I drew in a sharp breath, my eyes wide, & my mouth hung wide open. After that, I started to hyperventilate. With each intake of air I felt like I could explode & with each exhale I felt like that would be my last breath. My heart hammered in my chest like the beat of the drums... except it didn't feel as good as it did when we played live. I felt the cold of my sweat dripping from my temple to my stiff neck & the heat of tears trickling down my already hot cheeks like gasoline on a burning stove. To top it all off, my stomach felt like a popped balloon of sort & my mouth tasted like fish water.

My eyes felt sore, blinded my light & blurred with tears. They felt hot like embers. Words couldn't really explain my panic & discomfort. Then it all came rushing back to me & a sense of shame engulfed me.

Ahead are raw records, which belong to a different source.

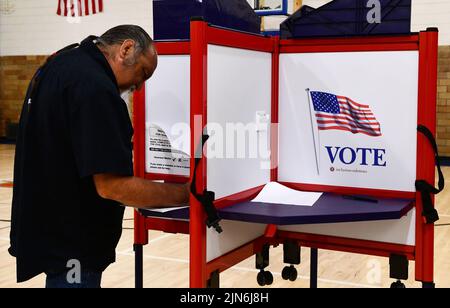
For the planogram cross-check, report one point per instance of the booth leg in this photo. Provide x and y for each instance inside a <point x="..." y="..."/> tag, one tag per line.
<point x="138" y="266"/>
<point x="428" y="285"/>
<point x="313" y="270"/>
<point x="214" y="280"/>
<point x="262" y="261"/>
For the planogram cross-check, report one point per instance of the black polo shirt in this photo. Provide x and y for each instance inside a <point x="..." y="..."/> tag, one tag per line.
<point x="77" y="126"/>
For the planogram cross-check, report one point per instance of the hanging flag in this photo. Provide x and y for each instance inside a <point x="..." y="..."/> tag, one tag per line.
<point x="79" y="8"/>
<point x="342" y="113"/>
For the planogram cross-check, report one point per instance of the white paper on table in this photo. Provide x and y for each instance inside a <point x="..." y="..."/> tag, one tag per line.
<point x="166" y="209"/>
<point x="276" y="193"/>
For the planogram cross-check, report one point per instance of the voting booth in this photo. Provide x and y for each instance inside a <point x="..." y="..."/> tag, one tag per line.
<point x="336" y="123"/>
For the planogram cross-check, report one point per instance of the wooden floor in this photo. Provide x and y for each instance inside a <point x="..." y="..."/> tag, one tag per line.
<point x="166" y="257"/>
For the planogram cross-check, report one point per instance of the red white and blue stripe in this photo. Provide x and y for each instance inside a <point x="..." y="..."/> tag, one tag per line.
<point x="335" y="112"/>
<point x="80" y="8"/>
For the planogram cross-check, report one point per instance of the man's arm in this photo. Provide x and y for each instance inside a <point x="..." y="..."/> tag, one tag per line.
<point x="140" y="193"/>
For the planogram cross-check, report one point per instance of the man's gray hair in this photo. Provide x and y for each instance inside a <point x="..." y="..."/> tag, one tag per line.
<point x="119" y="34"/>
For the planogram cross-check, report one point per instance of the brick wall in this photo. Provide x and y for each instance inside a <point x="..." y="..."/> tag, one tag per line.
<point x="15" y="74"/>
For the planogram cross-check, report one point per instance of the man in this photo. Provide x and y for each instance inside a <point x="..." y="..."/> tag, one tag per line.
<point x="73" y="165"/>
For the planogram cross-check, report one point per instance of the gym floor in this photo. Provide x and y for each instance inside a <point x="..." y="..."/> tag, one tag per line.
<point x="166" y="257"/>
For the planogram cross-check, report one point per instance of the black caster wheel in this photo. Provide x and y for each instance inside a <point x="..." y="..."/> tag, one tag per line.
<point x="264" y="278"/>
<point x="269" y="278"/>
<point x="261" y="279"/>
<point x="398" y="285"/>
<point x="289" y="273"/>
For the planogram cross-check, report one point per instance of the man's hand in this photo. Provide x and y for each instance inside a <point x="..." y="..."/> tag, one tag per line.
<point x="141" y="193"/>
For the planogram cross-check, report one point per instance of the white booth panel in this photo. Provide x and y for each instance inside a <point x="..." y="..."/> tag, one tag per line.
<point x="386" y="83"/>
<point x="167" y="117"/>
<point x="239" y="95"/>
<point x="400" y="231"/>
<point x="234" y="235"/>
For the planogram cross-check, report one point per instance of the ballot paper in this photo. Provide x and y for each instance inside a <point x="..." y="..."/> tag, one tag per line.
<point x="276" y="193"/>
<point x="162" y="157"/>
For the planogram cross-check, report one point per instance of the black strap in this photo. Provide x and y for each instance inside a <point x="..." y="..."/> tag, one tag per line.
<point x="35" y="81"/>
<point x="207" y="197"/>
<point x="429" y="212"/>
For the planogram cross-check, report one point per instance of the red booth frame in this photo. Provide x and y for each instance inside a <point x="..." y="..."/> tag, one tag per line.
<point x="426" y="43"/>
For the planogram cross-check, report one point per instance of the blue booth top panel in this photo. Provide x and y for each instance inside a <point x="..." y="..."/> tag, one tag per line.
<point x="171" y="18"/>
<point x="330" y="208"/>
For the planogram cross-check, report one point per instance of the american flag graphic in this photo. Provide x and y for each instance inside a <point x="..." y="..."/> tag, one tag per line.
<point x="342" y="113"/>
<point x="79" y="7"/>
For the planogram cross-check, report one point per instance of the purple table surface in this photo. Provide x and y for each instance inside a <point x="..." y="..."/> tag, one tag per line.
<point x="330" y="208"/>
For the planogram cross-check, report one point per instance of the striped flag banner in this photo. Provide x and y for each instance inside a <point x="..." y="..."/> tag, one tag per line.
<point x="335" y="112"/>
<point x="78" y="8"/>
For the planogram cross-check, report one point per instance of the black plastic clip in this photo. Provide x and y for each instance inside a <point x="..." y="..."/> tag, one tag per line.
<point x="207" y="197"/>
<point x="426" y="190"/>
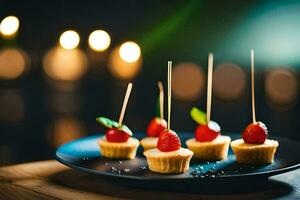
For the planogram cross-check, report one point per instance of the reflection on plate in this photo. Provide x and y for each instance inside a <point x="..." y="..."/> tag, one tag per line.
<point x="83" y="154"/>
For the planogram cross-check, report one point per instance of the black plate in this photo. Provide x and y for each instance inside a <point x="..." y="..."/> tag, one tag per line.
<point x="83" y="154"/>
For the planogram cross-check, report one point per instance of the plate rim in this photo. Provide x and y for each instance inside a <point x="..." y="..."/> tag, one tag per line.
<point x="169" y="176"/>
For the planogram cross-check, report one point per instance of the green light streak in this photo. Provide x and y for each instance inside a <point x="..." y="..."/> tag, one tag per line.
<point x="163" y="30"/>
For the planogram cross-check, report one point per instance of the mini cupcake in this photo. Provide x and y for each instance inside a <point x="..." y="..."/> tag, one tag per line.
<point x="255" y="148"/>
<point x="156" y="125"/>
<point x="208" y="144"/>
<point x="117" y="142"/>
<point x="169" y="157"/>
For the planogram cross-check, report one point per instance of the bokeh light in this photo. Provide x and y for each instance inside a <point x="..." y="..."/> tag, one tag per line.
<point x="9" y="26"/>
<point x="130" y="52"/>
<point x="121" y="69"/>
<point x="229" y="81"/>
<point x="13" y="63"/>
<point x="187" y="81"/>
<point x="65" y="65"/>
<point x="65" y="130"/>
<point x="12" y="106"/>
<point x="99" y="40"/>
<point x="281" y="86"/>
<point x="69" y="39"/>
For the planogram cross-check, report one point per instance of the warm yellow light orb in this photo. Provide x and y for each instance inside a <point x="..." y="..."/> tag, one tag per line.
<point x="13" y="63"/>
<point x="69" y="39"/>
<point x="9" y="26"/>
<point x="99" y="40"/>
<point x="130" y="52"/>
<point x="65" y="65"/>
<point x="122" y="69"/>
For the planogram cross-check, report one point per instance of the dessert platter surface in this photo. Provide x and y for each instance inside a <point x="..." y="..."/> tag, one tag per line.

When I looked around, I didn't know what to feel. Whether to be relieved or frightened. Brian & Zim towered above the hospital bed with horrified faces. Pogo's back rested against a wall, hands in his pockets & eyes bearing into me with some sort of raw emotion resonating from him. Skold stood a good few feet away from me wearing a spooked expression on his face.

I remembered what I did. So selfish of me to simply take everything away, the things that could have been. If I did die then I'd take huge chunks of Stephen & the fans away... not that I mattered too much to fans. Still, I could imagine how devastated Stephen would be. After all that he's done for me, trying to commit suicide was how I repaid him. He probably felt as though his efforts to appease me were not enough or that he himself was not enough. That was simply not true. I was grateful for him spending what seemed like his life savings for the baby & I's comfort, despite the child not being his own blood.

When I thought things couldn't get any worse, the worst of all thoughts occurred to me. The baby...

A lump formed in my throat & I found it was hard to breathe without tears gushing out of my eyes. My side view began to blur & my eyes swelled. I wanted the ground to open up & swallow me right then & there.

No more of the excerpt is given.